# New Kettle



## roadfix (Jul 25, 2017)

I got a new Weber 22.5 OTG in copper from Home Depot last night.   I went in there to purchase the traditional black kettle when I saw a stack of these copper ones marked at $50 OFF.   
I gave my old kettle to my daughter so this was a replacement.


----------



## caseydog (Jul 25, 2017)

I have a black one that is just a few years old, and a red one I bought new in 1995. Back then, the OTG was called _Master Touch_. The metal is a little thicker, the handles are wood, and the thermometer is in the lid handle, but otherwise, it is the same setup as an OTG. 

Enjoy your new kettle!

CD


----------



## Cheryl J (Jul 25, 2017)

Wow, that's really pretty RF, and at $50 off, too! I have the black one as well, maybe a couple of inches smaller.
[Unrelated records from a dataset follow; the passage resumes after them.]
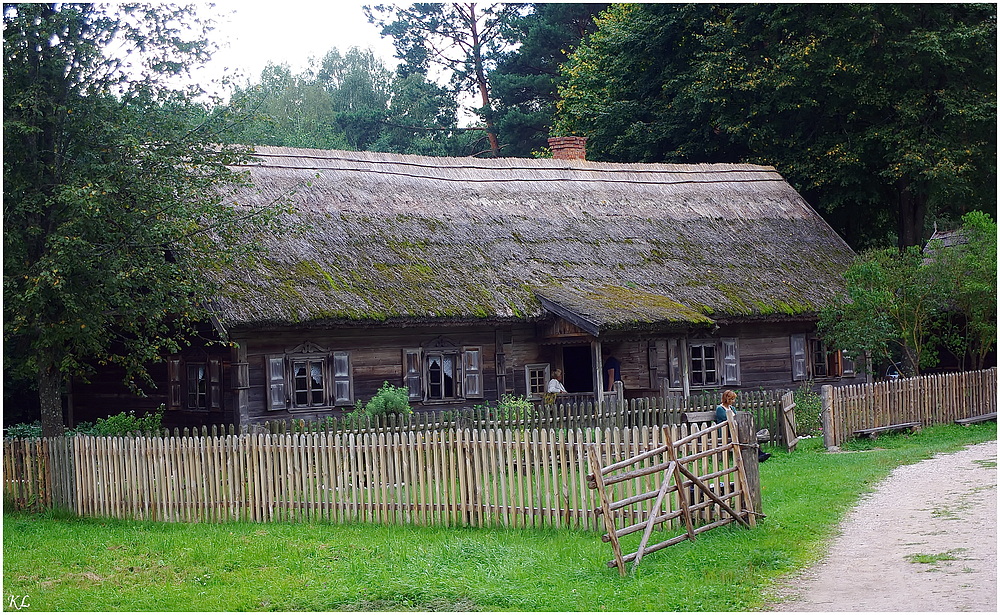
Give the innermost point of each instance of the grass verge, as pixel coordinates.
(63, 563)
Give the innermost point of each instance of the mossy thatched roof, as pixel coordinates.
(388, 237)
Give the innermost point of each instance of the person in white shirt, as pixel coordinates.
(555, 386)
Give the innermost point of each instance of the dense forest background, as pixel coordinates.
(882, 115)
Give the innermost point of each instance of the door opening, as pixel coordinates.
(578, 368)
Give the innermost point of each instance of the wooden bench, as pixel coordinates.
(709, 417)
(872, 432)
(981, 418)
(698, 417)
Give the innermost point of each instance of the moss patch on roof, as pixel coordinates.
(633, 305)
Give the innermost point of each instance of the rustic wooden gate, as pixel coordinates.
(703, 478)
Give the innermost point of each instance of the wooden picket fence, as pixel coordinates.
(929, 400)
(578, 414)
(451, 477)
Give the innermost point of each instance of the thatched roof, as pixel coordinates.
(407, 238)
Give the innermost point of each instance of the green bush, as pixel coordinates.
(126, 423)
(808, 408)
(389, 400)
(509, 408)
(121, 424)
(24, 430)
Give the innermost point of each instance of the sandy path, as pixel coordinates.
(926, 540)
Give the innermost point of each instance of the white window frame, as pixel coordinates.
(208, 397)
(467, 373)
(681, 360)
(336, 372)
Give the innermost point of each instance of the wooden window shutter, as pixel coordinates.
(342, 378)
(277, 397)
(730, 361)
(835, 367)
(174, 383)
(799, 357)
(214, 384)
(412, 373)
(473, 372)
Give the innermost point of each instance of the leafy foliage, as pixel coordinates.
(913, 303)
(113, 190)
(464, 40)
(126, 423)
(121, 424)
(808, 410)
(525, 79)
(890, 306)
(888, 110)
(967, 273)
(347, 102)
(389, 400)
(509, 408)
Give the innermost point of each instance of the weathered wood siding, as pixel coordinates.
(376, 356)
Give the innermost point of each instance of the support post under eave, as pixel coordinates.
(241, 385)
(685, 371)
(595, 348)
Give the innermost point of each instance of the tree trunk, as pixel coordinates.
(911, 212)
(50, 398)
(482, 83)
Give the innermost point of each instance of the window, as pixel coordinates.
(708, 363)
(412, 374)
(308, 378)
(537, 377)
(811, 358)
(443, 373)
(342, 393)
(703, 370)
(197, 386)
(194, 385)
(309, 381)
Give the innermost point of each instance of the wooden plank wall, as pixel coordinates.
(932, 400)
(452, 477)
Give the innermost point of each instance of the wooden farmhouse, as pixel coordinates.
(463, 279)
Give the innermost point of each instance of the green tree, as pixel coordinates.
(462, 39)
(113, 191)
(891, 305)
(883, 115)
(525, 80)
(967, 273)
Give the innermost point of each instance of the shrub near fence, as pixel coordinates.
(465, 477)
(930, 400)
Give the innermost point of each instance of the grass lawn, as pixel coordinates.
(62, 563)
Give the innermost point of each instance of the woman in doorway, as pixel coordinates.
(728, 397)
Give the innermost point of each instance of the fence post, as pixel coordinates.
(826, 394)
(746, 438)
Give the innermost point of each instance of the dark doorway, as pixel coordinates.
(578, 365)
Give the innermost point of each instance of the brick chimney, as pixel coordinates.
(568, 148)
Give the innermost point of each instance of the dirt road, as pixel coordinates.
(926, 540)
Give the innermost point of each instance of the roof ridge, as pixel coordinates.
(443, 162)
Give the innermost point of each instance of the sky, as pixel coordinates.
(252, 33)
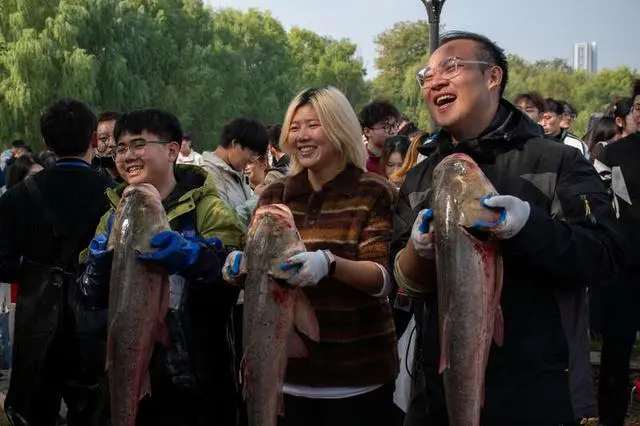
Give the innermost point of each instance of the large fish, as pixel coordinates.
(138, 300)
(469, 271)
(272, 313)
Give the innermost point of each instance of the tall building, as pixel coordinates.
(585, 57)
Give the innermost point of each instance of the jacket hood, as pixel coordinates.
(192, 183)
(510, 125)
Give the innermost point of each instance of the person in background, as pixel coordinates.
(103, 160)
(348, 378)
(187, 154)
(600, 134)
(531, 103)
(242, 140)
(379, 120)
(44, 224)
(558, 235)
(619, 164)
(193, 381)
(569, 115)
(552, 117)
(411, 159)
(394, 153)
(256, 172)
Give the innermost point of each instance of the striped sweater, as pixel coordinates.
(351, 216)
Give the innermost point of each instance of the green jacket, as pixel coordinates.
(213, 216)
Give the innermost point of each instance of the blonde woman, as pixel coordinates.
(343, 215)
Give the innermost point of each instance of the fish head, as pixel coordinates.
(273, 236)
(140, 215)
(459, 180)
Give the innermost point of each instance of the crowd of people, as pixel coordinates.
(359, 189)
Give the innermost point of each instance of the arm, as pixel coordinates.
(579, 243)
(414, 274)
(94, 273)
(9, 248)
(369, 273)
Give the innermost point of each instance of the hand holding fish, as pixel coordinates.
(234, 267)
(312, 267)
(515, 214)
(174, 251)
(422, 235)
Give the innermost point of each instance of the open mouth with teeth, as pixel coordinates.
(134, 170)
(307, 151)
(445, 100)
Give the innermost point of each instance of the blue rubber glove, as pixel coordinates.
(515, 214)
(174, 251)
(98, 247)
(234, 267)
(312, 267)
(422, 235)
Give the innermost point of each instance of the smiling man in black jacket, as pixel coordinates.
(559, 235)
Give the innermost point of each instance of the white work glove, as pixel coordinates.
(312, 267)
(515, 214)
(422, 235)
(234, 267)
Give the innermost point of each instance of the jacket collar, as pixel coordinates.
(345, 183)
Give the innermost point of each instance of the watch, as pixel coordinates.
(331, 261)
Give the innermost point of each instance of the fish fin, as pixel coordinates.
(498, 327)
(110, 347)
(296, 347)
(281, 405)
(145, 386)
(444, 345)
(305, 317)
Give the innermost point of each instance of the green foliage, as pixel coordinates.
(403, 49)
(205, 65)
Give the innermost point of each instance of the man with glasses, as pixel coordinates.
(243, 140)
(619, 163)
(379, 120)
(102, 160)
(193, 381)
(558, 234)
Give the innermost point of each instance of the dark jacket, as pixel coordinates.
(542, 373)
(44, 224)
(193, 382)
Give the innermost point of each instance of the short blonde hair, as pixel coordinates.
(339, 123)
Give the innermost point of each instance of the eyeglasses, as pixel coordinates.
(448, 69)
(137, 146)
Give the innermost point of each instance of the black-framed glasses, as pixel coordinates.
(447, 69)
(137, 146)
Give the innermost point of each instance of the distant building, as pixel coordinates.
(585, 57)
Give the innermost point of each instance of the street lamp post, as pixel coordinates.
(434, 8)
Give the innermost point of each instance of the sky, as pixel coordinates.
(533, 29)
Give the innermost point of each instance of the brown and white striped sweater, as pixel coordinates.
(352, 217)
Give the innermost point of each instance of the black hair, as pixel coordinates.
(377, 111)
(67, 127)
(109, 116)
(248, 132)
(488, 51)
(551, 105)
(273, 131)
(153, 120)
(46, 159)
(567, 108)
(620, 107)
(532, 97)
(603, 130)
(19, 169)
Your brick pizza oven in the background is mighty nice, too - enjoy your outdoor kitchen!


----------



## roadfix (Jul 25, 2017)

Thanks!

Wingies for dinner tonight!


----------



## Just Cooking (Jul 26, 2017)

roadfix said:


> Thanks!
> 
> Wingies for dinner tonight!View attachment 27365




Excellent... I'm envious of anyone who has space for a outdoor grilling/smoking...   

Ross


----------



## roadfix (Jul 26, 2017)

Towards the end of the cook I added some shishito peppers to roast.
This cooking arrangement of chicken parts produces crispy skin and very even cooking.  Also, no need to turn each piece over.
I also added one small chunk of apple wood for smoke at the beginning.


----------



## Cheryl J (Jul 26, 2017)

Looks delish!  Reminds me I haven't grilled chicky wings in quite some time.  Need to do that.


----------



## Andy M. (Jul 26, 2017)

Now that you mention it...


----------



## msmofet (Jul 26, 2017)

Oyyyyyyyyyyyyyy


----------



## Cooking Goddess (Jul 26, 2017)

Beautiful kettle, beautiful food...


----------



## CraigC (Jul 28, 2017)

roadfix said:


> I got a new Weber 22.5 OTG in copper from Home Depot last night.   I went in there to purchase the traditional black kettle when I saw a stack of these copper ones marked at $50 OFF.
> I gave my old kettle to my daughter so this was a replacement.View attachment 27357



Since you went there getting ready to pay regular price, you should have bought two at 50% off!


----------



## Rparrny (Jul 28, 2017)

Your wings look gorgeous!
I love weber I have several units, a gas grill, a kettle grill that has a small propane tank for lighting the coals and two smokers that I owned back before I was observant.  I use to have a party for my nurses every year for over ten years, we called it the ribfest and I smoked 22 racks of baby back ribs for them.  Now my son in law has one and a friend has the other.  I keep spying the big boy that weber came out with a few years ago...would have made smoking my ribs a lot easier.
The company is amazing if you have any issues with your unit.  Lots of videos on how to repair starters or other issues.  Last summer my daughter wanted a gas grill and I bought her a weber...a little smaller than mine but it had a cool removable round grate in the middle that accessories could go in...a wok, a pizza stone, a fry pan...just perfect for my daughter who is a school trained chef and loves to play.
I researched youtube (I love youtube) on how to put the grill together and weber has such a great video I decided to assemble it myself as a surprise while they were away for the day.  In the past I would have never attempted it.  Not only did it assemble very quickly and easily...it was so easy to see how to ever repair any part of the grill if need be.
They love it and use it constantly even in the cooler weather.


----------



## roadfix (Jul 28, 2017)

Thanks, yes, their customer service is outstanding if you have any issues.   If the dome develops a rust spot they'll send you a new dome.   If the thermometer is off a few degrees they'll send you a new thermometer.
I have two other smaller Weber charcoal grills and they're awesome cookers as well.


----------